A look a the timeline of our coverage of the Baltimore Police racketeering case from the first day U.S. Attorney Rod Rosenstein announced the charges until the trial. (Kevin Richardson / Baltimore Sun video)
In the steady stream of reports that come out of the Baltimore Police Department, I see just in the last few days that 24-year-old Anthony Alston was arrested in connection with a January homicide; that 26-year-old Derrick Rawlings and 20-year-old William Blanding were arrested during a traffic stop, allegedly with a 9 mm handgun that had a partially obliterated serial number; and that 38-year-old Kirby Payne was arrested for his alleged involvement in armed robberies of two downtown stores.
And there are many others, too many to list. The work goes on, every day.
The reports arrive with mug shots and photographs of confiscated guns, drugs and cash. I react with the mixed feelings of a lot of longtime Baltimoreans — profound appreciation for the efforts of district officers and detectives to stop the ruinous violence that’s killing the city, and profound frustration with the incessant demand for drugs at the root of so much crime.
Young, able-bodied men keep turning to the streets for a livelihood — until it puts them in prison or graveyard. The generational break in that cycle never seems to come.
A group of Baltimore residents gathered at a news conference Friday and said authorities enabled the Gun Trace Task Force officers by failing to stop them. The event was organized by defense attorney Ivan Bates
As for the police, Baltimoreans make an assumption — that the majority of them carry out their duties with quiet bravery and professional pride, with integrity both legal and personal, and for the sake of public safety.
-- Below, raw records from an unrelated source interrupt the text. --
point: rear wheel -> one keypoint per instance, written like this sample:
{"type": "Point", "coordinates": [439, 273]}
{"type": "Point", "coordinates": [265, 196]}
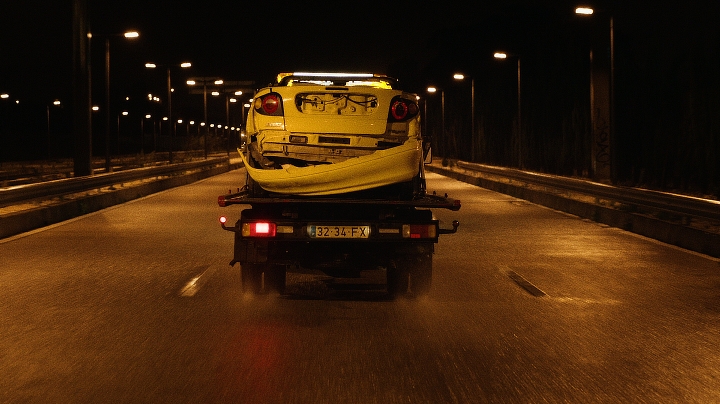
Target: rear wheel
{"type": "Point", "coordinates": [421, 275]}
{"type": "Point", "coordinates": [397, 280]}
{"type": "Point", "coordinates": [275, 277]}
{"type": "Point", "coordinates": [251, 277]}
That’s the first instinct, anyway.
Unless you’ve had a personal encounter ranging from brutal to boorish that convinced you otherwise, you probably regard most police officers in that ideal — physically and mentally tough, dutiful, well-trained, savvy and dedicated to serving a greater good. Most of their arrests hold up.
But the sad story in Baltimore for the last few years, and peaking now with the Gun Trace Task Force trial, runs counter to that ideal. And to deny the grim reality of a corrupted culture — to trivialize the GTTF case as “a very few bad apples” — is to miss an opportunity for this beleaguered city to ever recover and grow.
I go back to Fred Bealefeld, who served as police commissioner from 2007 until 2012. I remember the look on his face as he described taking badges from 17 police officers who had been charged with accepting kickbacks for steering drivers from motor vehicle accidents to the Majestic towing service in Rosedale. It was somewhere between shame and disgust.
Ultimately, dozens of officers were implicated; some of them had falsified reports and added damage to cars to boost the amounts that could be claimed from insurance companies. The scope of the scheme, in both its duration and in the numbers of officers who took cash, was stunning. It seemed to shock even Bealefeld.
As in the Gun Trace Task Force case, it took federal investigators — the FBI, the U.S. attorney’s office — to expose the corruption. In the towing case, it was a whistleblower from outside the Police Department who got the investigation started.
The case against the gun unit, Sgt. Wayne Jenkins’ peripatetic band of pirates, started when local and federal authorities traced the source of drugs from a fatal overdose in Harford County to one of Jenkins’ officers.
I admit that the crimes the GTTF officers are accused of are more brazen, more sinister and, in the midst of Baltimore’s long surge of violence, more Gotterdammerung-ish than I imagined. They go far beyond the Majestic towing case or anything we’ve seen brought to court before.
But the testimony about Jenkins and his collaborators should be shocking only to people who have not been paying attention, or who have been in denial about bad-cop culture as they drive around with their Blue Lives Matter bumper stickers. Jenkins and his men were predators, posing as guardians of the city as they fed off its troubles, and one of their many rewards must have been the willingness of some supervisors and colleagues to look the other way.
This is why the staggering costs of the GTTF will include more shattered trust — citizens who previously had full faith in police wondering, as they never wanted to before, if the typical officer is telling the truth.
Baltimore was already said to have a bad case of jury nullification — the refusal of citizens to convict even when the evidence is strong. That was ascribed along racial lines to people who supposedly did not believe cops or were too willing to abide crime, particularly drug dealing. Unfair as it might be to all the good cops, the GTTF case will make even more Baltimoreans suspicious.
That’s a horrible thing to contemplate, because we were just starting to recover from the Freddie Gray spring, and because integrity in the front line of law enforcement is fundamental to criminal justice, to civil society and a functional city. This is existential stuff, which is why it’s unsettling to be here — in my experience, rock bottom in Baltimore.